Strengths of our study include the use of a well-characterized cohort with detailed longitudinal follow-up, which minimizes heterogeneity in practice patterns and outcome adjudication. Several limitations should be considered when interpreting our results. Its retrospective design comes with inherent limitations including the lack of causal inference. Our database did not include the details of ABO compatibility, immunosuppressive regimens, tacrolimus trough levels, or rejection and infectious episodes. Although historically not strongly associated with MACE, these unmeasured factors could have introduced some confounding. We relied on studies interpreted by multiple readers, which could introduce bias from interobserver variability. This limitation is mitigated by the fact that our echocardiography laboratory is nationally accredited, and studies undergo periodic peer review audits, as required to maintain accreditation. The single-center setting may restrict generalizability, and the modest number of positive STE cases reduces power to detect small effect sizes.
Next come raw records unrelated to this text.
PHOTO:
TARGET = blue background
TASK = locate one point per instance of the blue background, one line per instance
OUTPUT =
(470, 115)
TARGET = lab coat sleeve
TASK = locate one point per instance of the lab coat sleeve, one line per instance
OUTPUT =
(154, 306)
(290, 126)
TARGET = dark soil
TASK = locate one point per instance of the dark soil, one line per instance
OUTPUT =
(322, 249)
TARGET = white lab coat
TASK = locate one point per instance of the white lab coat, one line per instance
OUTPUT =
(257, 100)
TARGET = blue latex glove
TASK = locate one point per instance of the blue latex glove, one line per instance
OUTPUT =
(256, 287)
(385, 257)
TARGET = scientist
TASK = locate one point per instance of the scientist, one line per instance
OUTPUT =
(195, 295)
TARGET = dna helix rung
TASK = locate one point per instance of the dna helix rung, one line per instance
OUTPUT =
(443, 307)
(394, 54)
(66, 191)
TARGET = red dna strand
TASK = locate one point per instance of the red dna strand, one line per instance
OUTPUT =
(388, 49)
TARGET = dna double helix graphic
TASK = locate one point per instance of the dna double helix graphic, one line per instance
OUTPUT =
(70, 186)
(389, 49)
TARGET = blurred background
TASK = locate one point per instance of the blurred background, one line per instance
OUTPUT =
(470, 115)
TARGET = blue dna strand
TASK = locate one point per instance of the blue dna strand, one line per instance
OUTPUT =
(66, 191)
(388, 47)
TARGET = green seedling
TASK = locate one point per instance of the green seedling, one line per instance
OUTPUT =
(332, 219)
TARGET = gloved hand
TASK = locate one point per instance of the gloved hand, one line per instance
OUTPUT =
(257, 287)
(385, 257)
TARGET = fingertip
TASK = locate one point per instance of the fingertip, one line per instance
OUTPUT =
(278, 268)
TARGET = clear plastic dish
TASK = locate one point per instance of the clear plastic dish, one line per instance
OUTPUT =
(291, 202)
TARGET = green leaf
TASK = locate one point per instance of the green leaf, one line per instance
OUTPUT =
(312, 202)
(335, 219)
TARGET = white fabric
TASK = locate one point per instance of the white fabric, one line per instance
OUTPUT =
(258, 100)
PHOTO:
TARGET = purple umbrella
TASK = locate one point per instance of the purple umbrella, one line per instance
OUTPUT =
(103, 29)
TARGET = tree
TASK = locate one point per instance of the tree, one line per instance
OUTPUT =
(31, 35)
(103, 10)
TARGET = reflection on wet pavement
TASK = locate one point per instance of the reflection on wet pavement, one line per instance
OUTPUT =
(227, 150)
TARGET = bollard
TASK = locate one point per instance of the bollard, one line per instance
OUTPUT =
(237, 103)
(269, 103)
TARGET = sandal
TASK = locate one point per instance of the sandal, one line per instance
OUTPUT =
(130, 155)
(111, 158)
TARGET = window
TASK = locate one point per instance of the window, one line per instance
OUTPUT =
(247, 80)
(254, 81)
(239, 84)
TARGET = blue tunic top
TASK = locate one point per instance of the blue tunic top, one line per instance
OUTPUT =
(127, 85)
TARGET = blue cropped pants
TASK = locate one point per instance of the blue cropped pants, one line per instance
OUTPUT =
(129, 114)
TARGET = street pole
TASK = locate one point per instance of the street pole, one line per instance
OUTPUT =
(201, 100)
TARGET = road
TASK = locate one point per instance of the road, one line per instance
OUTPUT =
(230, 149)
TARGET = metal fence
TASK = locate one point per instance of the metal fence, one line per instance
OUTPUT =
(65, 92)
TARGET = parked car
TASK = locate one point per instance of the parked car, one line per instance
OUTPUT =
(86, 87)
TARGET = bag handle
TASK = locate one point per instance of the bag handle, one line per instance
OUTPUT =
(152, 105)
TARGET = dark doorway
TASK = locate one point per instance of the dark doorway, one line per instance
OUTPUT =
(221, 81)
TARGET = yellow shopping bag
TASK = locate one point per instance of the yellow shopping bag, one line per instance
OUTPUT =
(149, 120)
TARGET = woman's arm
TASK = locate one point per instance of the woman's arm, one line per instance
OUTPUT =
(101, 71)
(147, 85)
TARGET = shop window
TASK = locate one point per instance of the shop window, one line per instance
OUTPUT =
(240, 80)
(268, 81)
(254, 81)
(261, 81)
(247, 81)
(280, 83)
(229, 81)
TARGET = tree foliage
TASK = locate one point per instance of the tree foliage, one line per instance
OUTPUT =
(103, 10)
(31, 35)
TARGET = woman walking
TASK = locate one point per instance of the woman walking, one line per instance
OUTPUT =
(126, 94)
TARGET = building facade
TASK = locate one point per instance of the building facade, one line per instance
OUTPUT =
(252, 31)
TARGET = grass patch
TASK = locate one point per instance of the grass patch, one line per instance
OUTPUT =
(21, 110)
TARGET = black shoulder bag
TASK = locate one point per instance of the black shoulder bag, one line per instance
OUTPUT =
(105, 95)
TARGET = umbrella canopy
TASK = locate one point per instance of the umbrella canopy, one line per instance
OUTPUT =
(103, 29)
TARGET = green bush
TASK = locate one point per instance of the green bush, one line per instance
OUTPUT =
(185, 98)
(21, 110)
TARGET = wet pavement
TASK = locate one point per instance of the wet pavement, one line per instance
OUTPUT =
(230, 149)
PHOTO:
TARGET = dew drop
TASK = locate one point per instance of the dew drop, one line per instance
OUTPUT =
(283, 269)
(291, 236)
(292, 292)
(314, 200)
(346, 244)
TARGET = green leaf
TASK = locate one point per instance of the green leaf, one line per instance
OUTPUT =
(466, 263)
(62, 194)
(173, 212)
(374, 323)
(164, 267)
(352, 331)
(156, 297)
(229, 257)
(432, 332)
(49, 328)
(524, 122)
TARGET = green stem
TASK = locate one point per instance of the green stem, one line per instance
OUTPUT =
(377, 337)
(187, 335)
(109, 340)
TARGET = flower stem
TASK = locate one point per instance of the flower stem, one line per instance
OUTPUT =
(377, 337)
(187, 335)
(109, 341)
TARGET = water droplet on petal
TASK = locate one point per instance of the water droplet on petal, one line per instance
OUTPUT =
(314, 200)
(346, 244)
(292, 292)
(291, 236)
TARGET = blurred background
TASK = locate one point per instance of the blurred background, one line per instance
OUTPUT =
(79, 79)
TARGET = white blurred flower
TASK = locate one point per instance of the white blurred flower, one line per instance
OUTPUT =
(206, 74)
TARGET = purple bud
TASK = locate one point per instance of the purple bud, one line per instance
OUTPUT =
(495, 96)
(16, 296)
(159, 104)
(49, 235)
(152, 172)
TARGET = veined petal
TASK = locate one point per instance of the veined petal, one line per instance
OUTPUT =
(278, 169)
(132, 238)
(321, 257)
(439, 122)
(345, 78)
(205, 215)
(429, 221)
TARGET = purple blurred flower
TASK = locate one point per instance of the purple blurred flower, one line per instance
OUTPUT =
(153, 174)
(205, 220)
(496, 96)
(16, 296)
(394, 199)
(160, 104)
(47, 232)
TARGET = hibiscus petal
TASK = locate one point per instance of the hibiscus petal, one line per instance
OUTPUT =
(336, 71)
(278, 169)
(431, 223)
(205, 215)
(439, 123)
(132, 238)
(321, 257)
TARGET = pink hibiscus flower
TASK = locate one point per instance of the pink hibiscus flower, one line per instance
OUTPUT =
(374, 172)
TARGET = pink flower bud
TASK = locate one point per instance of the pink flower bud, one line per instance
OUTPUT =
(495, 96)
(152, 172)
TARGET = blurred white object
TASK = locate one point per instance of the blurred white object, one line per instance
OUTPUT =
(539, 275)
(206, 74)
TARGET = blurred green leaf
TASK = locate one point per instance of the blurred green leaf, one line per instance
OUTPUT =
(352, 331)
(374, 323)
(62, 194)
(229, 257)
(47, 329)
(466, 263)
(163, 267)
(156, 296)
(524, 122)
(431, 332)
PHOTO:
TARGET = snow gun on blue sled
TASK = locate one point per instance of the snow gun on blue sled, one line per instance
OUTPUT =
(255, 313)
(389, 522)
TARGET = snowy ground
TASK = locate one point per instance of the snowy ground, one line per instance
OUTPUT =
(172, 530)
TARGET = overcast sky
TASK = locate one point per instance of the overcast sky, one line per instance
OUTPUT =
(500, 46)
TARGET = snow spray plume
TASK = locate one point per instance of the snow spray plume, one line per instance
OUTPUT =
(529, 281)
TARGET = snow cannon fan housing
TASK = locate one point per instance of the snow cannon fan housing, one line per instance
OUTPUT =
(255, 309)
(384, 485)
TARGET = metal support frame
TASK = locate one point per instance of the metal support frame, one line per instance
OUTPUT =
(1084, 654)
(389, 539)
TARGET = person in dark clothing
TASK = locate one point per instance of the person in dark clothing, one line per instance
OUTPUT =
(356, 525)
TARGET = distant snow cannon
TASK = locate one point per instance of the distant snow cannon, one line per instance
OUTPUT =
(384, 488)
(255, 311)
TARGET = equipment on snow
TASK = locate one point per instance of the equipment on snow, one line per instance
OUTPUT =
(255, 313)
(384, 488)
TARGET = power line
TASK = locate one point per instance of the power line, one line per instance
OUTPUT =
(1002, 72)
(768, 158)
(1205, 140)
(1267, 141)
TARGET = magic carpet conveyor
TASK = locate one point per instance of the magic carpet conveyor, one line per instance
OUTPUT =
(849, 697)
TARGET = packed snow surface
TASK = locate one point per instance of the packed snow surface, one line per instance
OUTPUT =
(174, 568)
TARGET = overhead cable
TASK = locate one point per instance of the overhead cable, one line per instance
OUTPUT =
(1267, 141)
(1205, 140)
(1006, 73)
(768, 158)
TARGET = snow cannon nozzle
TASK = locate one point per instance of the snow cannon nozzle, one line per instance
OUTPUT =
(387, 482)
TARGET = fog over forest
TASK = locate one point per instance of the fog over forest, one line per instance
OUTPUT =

Finally, medication use, adherence, and posttransplant management strategies including revascularization were not investigated and may have influenced outcomes in ways not fully captured in our models.

Conclusions

In this retrospective study, neither pretransplant STE results nor individual STE parameters were significantly associated with long-term MACE among KT recipients at our institution. These results highlight the need to re-evaluate the role of traditional stress testing targeted toward detecting myocardial ischemia in pre-KT evaluation.